When asked about the civilian witness’s accusation, Gibson’s father, Gene Gibson, said in a statement, “Our family is pleased that Mr. Gibson will have the opportunity to clear his name. We are aware of who our son is and we wish everyone the best as they prepare for the Army’s prosecution against our son.”
“And this is a closed case for us,” he added.
Gibson’s attorney, Jim Martin, did not return messages seeking comment.
A copy of Gibson’s summons says federal court in Missouri seeks to determine if he was “the driver of a vehicle which was used for the disposal of a body.” It says that he and his girlfriend “murdered” Runions and that “this defendant then concealed the body in a waste container” before moving it to Columbia. Martin later said that the summons means that a grand jury indicted his client on one count of murder.
Defense lawyers representing soldiers accused of a crime, such as rape, can mount a legal defense to the charge by arguing that the prosecution based its case on evidence that might not have stood up at trial. U.S. military officials — including Army lawyers in Washington — view prosecuting the soldiers charged in Runions’ death as part of the investigation.
The charging documents say that Gibson’s accuser in the murder charge was an Arkansas woman who worked as a prostitute.
Prosecutors previously charged Eric Pettaway, 22, of St. Louis, with involuntary manslaughter in Runions’ death. Pettaway allegedly drove Gibson from Arkansas to Columbia to pick up Runions.
Pettaway, however, has not been charged with murder, and his attorney, Scott Rosenblum, has not responded to requests for comment.
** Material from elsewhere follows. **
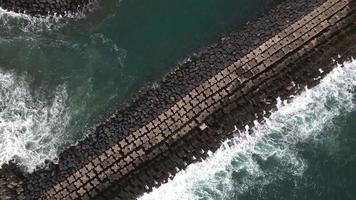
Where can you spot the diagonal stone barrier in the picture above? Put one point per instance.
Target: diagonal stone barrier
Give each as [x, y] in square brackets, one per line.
[190, 127]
After that arrest, prosecutors revealed that Pettaway’s mother — a woman whom the military had identified as a witness in the case — had given a detailed description of Runions to authorities without any memory of being involved.
“The assumption that what I described to the police has anything to do with the crime is unfounded,” Runions’ mother, Tiffany D. Johnson, said in a statement last October.
Earlier this year, Pettaway’s mother, Tiffany R. Moore, was also charged with perjury in the case. And prosecutors are pursuing charges against Sterling Ballard, 22, of Columbia.